Eisschnellläufer attackieren Verbandsspitze

Eisschnellläufer Joel Dufter

Eine Woche vor Europameisterschaft

Eisschnellläufer attackieren Verbandsspitze

Es rumort bei Deutschlands Eisschnellläufern: Die Sprintgruppe um Joel Dufter hat in einem Schreiben die Verbandsführung um Präsident Michael Große attackiert: "Eigeninteresse" und "Machtbestrebungen" stünden im Vordergrund.

Ungewohnt scharf und deutlich haben einige deutsche Athleten die Führung der Deutschen Eisschnelllauf- und Shorttrack-Gemeinschaft (DESG) angegriffen. Die Kernmannschaft der Sprinter um den Inzeller Joel Dufter erhob schwere Vorwürfe gegen die Verbandsführung um Präsident Matthias Große - und das nur eine Woche vor der EM in Heerenveen.

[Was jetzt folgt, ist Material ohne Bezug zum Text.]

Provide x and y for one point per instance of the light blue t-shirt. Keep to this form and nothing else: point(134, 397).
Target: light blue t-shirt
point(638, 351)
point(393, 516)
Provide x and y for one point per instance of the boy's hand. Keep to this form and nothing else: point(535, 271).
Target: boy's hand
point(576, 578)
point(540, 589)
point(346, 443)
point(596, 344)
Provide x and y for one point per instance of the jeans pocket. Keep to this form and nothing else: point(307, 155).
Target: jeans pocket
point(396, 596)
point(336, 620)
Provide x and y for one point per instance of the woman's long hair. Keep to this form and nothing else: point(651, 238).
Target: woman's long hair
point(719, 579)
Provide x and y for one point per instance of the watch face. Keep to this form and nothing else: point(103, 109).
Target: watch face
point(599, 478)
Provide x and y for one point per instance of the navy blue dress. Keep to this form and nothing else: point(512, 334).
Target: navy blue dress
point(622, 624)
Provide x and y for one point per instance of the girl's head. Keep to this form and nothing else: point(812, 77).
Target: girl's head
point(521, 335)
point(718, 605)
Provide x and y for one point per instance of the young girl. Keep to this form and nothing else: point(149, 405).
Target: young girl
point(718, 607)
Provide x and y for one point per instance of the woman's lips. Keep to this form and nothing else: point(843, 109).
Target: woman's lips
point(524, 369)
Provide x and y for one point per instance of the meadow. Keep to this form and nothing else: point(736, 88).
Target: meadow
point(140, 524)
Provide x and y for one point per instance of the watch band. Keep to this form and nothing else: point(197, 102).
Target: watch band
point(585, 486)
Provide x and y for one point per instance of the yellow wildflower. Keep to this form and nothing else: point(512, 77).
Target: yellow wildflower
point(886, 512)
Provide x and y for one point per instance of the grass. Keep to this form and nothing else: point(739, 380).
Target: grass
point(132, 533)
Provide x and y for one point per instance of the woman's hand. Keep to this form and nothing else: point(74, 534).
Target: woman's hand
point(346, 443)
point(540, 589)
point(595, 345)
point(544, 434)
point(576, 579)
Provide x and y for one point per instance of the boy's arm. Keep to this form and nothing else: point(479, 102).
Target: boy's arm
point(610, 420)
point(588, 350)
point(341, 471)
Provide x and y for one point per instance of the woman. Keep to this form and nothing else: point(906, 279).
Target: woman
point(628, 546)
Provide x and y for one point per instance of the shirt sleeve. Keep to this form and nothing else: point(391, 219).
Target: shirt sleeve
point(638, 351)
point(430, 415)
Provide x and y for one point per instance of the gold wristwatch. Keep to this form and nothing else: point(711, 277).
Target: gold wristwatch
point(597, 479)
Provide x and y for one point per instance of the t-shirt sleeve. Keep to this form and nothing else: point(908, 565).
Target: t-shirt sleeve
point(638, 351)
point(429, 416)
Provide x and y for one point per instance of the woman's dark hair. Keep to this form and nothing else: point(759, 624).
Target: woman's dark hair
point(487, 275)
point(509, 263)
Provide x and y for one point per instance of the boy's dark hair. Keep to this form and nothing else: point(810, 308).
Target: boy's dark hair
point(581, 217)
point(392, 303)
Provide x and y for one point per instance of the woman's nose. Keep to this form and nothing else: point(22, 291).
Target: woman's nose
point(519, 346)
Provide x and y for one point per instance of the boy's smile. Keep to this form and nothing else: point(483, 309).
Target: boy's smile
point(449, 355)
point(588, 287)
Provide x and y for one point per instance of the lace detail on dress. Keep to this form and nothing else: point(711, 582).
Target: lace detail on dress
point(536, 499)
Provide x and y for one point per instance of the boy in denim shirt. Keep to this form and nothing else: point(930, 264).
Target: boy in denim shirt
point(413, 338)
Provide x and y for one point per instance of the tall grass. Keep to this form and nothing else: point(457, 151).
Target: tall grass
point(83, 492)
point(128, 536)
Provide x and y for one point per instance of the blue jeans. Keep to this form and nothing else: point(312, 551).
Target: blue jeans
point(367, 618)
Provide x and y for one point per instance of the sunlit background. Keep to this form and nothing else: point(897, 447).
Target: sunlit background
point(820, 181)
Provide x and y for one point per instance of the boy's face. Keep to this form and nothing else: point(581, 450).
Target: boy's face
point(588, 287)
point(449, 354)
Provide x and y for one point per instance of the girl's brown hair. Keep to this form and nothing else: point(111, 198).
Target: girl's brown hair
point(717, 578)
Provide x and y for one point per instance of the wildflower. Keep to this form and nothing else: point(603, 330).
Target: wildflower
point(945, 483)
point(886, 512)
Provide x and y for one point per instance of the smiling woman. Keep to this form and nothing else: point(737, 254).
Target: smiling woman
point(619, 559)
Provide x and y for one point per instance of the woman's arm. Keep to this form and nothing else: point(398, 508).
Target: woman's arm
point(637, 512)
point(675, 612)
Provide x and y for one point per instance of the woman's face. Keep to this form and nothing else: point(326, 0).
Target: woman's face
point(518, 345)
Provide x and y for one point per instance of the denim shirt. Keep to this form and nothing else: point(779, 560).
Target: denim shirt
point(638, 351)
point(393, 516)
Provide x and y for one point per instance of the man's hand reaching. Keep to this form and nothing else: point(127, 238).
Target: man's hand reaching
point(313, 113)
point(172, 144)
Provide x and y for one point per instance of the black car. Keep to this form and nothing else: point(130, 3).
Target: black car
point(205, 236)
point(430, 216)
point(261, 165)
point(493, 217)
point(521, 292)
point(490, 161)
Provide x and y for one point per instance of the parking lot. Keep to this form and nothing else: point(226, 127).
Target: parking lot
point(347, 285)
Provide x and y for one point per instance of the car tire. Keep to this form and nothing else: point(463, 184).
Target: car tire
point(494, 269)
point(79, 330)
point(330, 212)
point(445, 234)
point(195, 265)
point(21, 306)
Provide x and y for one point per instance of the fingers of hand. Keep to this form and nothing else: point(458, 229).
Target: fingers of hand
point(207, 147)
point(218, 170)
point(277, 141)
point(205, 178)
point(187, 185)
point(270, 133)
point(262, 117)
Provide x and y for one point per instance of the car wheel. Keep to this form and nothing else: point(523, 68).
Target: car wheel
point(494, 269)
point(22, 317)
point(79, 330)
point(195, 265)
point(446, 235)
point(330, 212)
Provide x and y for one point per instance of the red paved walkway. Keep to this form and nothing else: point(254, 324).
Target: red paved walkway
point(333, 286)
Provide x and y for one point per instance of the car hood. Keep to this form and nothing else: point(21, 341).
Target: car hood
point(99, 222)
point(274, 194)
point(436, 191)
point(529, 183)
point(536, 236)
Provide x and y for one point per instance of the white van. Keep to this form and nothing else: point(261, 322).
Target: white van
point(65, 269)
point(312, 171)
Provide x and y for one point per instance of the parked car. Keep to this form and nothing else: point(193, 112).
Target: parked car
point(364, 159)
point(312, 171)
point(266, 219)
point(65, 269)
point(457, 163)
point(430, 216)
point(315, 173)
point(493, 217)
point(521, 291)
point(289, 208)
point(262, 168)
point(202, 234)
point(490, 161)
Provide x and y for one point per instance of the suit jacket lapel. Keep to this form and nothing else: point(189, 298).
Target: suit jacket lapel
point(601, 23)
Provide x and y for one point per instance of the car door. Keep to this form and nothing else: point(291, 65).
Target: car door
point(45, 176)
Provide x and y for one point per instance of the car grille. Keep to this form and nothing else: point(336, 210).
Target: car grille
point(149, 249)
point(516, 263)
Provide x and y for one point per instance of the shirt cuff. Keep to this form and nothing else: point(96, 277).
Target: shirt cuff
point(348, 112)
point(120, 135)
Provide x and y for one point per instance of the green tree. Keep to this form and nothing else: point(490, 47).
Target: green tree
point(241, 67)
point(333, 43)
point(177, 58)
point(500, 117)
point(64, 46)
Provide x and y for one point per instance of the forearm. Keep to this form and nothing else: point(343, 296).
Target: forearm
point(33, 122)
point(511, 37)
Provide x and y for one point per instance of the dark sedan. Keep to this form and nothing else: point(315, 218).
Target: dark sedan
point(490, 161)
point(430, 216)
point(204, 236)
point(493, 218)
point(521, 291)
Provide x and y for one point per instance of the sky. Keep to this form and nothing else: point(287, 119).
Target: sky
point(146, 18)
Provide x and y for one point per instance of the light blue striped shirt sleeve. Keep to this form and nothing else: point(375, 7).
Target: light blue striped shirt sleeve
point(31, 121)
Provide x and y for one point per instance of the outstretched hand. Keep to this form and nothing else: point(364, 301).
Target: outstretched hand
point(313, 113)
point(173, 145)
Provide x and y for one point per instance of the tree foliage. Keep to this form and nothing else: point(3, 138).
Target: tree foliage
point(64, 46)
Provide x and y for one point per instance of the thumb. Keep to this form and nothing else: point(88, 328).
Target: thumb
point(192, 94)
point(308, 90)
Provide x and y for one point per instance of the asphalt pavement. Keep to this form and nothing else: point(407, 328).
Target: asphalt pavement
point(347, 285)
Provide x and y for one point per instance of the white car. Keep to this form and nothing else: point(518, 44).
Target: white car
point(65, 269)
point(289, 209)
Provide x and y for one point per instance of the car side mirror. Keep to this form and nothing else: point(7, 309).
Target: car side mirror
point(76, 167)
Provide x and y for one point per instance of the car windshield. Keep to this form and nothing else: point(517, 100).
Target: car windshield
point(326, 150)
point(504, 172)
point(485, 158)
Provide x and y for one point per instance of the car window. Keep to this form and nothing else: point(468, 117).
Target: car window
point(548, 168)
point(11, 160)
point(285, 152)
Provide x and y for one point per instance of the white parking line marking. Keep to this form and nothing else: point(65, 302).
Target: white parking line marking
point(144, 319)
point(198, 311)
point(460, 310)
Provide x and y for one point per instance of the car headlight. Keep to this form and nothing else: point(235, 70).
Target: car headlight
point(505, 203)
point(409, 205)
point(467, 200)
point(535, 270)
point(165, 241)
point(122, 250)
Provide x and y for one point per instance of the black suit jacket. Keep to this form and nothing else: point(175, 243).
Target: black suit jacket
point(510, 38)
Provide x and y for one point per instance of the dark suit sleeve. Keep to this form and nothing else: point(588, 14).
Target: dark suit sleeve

"Die DESG präsentiert sich nach außen als fair und kommunikativ und sagt, dass jeder seine Meinung sagen darf und auch gehört wird. Trotzdem handelt sie intern genau gegensätzlich", heißt es in dem Schreiben: "Es wird nicht im Sinne der Sportler entschieden, sondern nach Eigeninteressen. Persönliche Differenzen und Machtbestrebungen Einzelner stehen über allem." Unterzeichnet ist das Schreiben unter anderem von den Athleten Jeremias Marx, Hendrik Dombek und Stefan Emele.

Personalpolitik: "Wenig Fingerspitzengefühl und Sachverstand"

Ein zentrales Anliegen der Athleten: die Personalpolitik. Dass nach über sechs Monaten der Präsidentschaft "viele Trainer und Mitarbeiter meist ohne Begründung entlassen, ihre Stellen aber nicht adäquat oder gar nicht neu besetzt wurden, zeigt, mit wie wenig Fingerspitzengefühl und Sachverstand die DESG arbeitet."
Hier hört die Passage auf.